Why would you stop Google from indexing pages in your website?

74 views Asked by At

I've read some articles on how to stop the indexing, but I'm not clear WHY you would actually want to do that.

1) The explanation I found for why was:

"For marketers, one common reason is to prevent duplicate content (when there is more than one version of a page indexed by the search engines, as in a printer-friendly version of your content) from being indexed.

Another good example? A thank-you page (i.e., the page a visitor lands on after converting on one of your landing pages). This is usually where the visitor gets access to whatever offer that landing page promised, such as a link to an ebook PDF." [Basically you don't want the user to find your Thank You page with freebies through search without signing up]

However, in both these cases it actually seems like a bad idea to prevent indexing? You'd rather just redirect to the sign-in page (in the second example) after your user finds you? At least the user will be able to reach your website.

2) It's also mentioned that indexing is not the same as appearing in Google search results, but it's not really clear what the difference is. Could someone enlighten?

TIA.

1

There are 1 answers

0
Peter K On

Let me provide few good reasons from my experience, though I believe many more exist.

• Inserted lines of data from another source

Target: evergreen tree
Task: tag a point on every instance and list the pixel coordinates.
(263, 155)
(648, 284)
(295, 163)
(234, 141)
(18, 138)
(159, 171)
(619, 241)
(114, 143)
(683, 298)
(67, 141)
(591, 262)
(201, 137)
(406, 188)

Traditionally known primary reason is to save computing resources. Imagine a search engine - probably it would not like another search engine to index all of its results.

A big part of it is to prevent waste of resources. Imagine a search engine would index itself, that can take some time. This also applies to binary data which has no text.

Your example somewhat falls into this category

"For marketers, one common reason is to prevent duplicate content (when there is more than one version of a page indexed by the search engines, as in a printer-friendly version of your content) from being indexed.

But this is not considered a valid reason any more, as resource consumption is generally low, and proper disambiguation should be done with html metadata like

<link rel='canonical' href='<permanent link>' ...>
<link rel='alternate' media='printed' ...>

Another big reason to prevent indexing is privacy. E.g. facebook profiles are not indexed if owner chooses so.

Another good example? A thank-you page (i.e., the page a visitor lands on after converting on one of your landing pages). This is usually where the visitor gets access to whatever offer that landing page promised, such as a link to an ebook PDF." [Basically you don't want the user to find your Thank You page with freebies through search without signing up]

This falls into privacy category. Even better, a search engine once indexed a set of these "thank you" pages from a website of mobile operator, which also included the message sent.

One observed reason is general newbie paranoia. It is a bad reason, because paranoia solution would be much better implemented with HTTP authentication.